Artificial intelligence is more, much more, than simply upping employee productivity, unleashing digital assistants, and making inventory predictions. AI — implemented fairly and evenly means more jobs and opportunities — not less — as it proliferates. It means liberating human endeavors above and beyond the rote and mundane tasks that have defined work since the dawn of time.
The workplace has become the vital core of AI’s potential, and its implementation may mean the difference between greater equality for workers across the globe or an ever-widening income gap, states a new report an AI’s global equity, published by the United Nations and International Labor Organization. “While AI will potentially affect many aspects of our daily lives, its impact is likely to be most acute in the workplace,” the report states.
Then there is AI’s effect on working conditions and job quality. The risk is AI may become too overbearing, Berg and her co-authors state. This is caused by the “growth of algorithmic management, essentially work settings in which human jobs are assigned, optimized, and evaluated through algorithms and tracked data.”
Algorithmic management tends to drive digital labor platforms, as well as industries such as the warehousing and logistics sectors. This diminishes workers’ autonomy “to organize their work or set its pace, workers also have little ability to provide feedback or discuss with management about the organization of work.”
In the process, “whether the effect of technology on working conditions is positive or negative depends in large part on the voice that workers have in the design, implementation and use of technology,” they state. “Having such agency relies in turn on the opportunities for worker participation and dialogue.”
Economic growth will hinge upon organizations’ abilities to bring their workers closer into the decisions about AI adoption, the report’s authors, Janine Berg, Mehdi Snene, and Lucia Velasco, state. “Whether the effect of technology on working conditions is positive or negative depends in large part on the voice that workers have in the design, implementation and use of technology.”
Opportunities for career advancement are emerging across several stages of the AI “value chain” identified in the report. The types of AI-related opportunities include the following:
- Data collection: “Data is fundamental to the development and operation of AI systems. Human-prepared data is fed into AI systems to help them learn the necessary connections and patterns for functionality. With global connectivity, data collection continues to provide the essential raw material for future AI applications.”
- Data curation and annotation: “When data is collected, it is usually unstructured. Highly skilled data engineers will pre-process the data into a usable format, but ‘data labelers’ are needed to label and classify data so that it is usable. “Workers are accessible through an application programming interface, allowing programmers to call on workers with a few simple lines of code when working on an algorithm. Although there are still many data labelers working in the United States in Europe, much of the work is being done in developing countries, given the low remuneration associated with the work.” Berg and her colleagues estimate that tens of millions of data labelers exist across the globe, and this low-paying occupation is “likely to experience double-digit growth over the next five years.”

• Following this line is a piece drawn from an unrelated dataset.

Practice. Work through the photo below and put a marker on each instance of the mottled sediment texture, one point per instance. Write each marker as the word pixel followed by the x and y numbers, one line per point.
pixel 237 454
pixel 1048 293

- Content moderation: This is “the process of monitoring and filtering user-generated content on digital platforms, such as social media, forums, and websites, to ensure that it complies with the platform’s guidelines and policies. Content moderation can be performed manually by human moderators or automatically by using algorithms and machine learning tools. Even with the use of algorithms and machine learning tools for content moderation, there is typically always a human involved in the process. These technologies can help automate and scale the moderation process, but they are not perfect and can sometimes make mistakes or miss nuances that a human moderator would be able to pick up on.”
- Model design, model training and tuning, deployment and maintenance: Unlike data annotation work and content moderation, these areas of AI work, which involve designing and building the infrastructure required, “require the skills of highly qualified computer scientists or graduates from other STEM fields in addition to significant investments in research and development.”
Lower-wage jobs involving data collection, annotation, and content moderation are typically found in underdeveloped parts of the world, while the higher-level tasks around model design, training, and deployment are contributing to wide disparities in AI’s economic benefits.
These “disparities in access to digital infrastructure, advanced technology, quality education, and training are deepening existing inequalities, particularly as the global economy shifts towards AI-driven production and innovation,” the co-authors warn. “Less-developed countries risk being left behind, exacerbating economic and social divides. They call for a concerted effort to bring AI development to disadvantaged regions, by enhancing digital infrastructure, building AI skills, and ensuring good quality jobs.
As a result, “the AI divide is stark,” the co-authors state. “And such investments are expensive, putting developing countries and their home-grown start-ups at a severe disadvantage. For example, OpenAI spent approximately $78 million of compute to train GPT-4, while Google’s Gemini Ultra’s compute costs were estimated at $191 million.”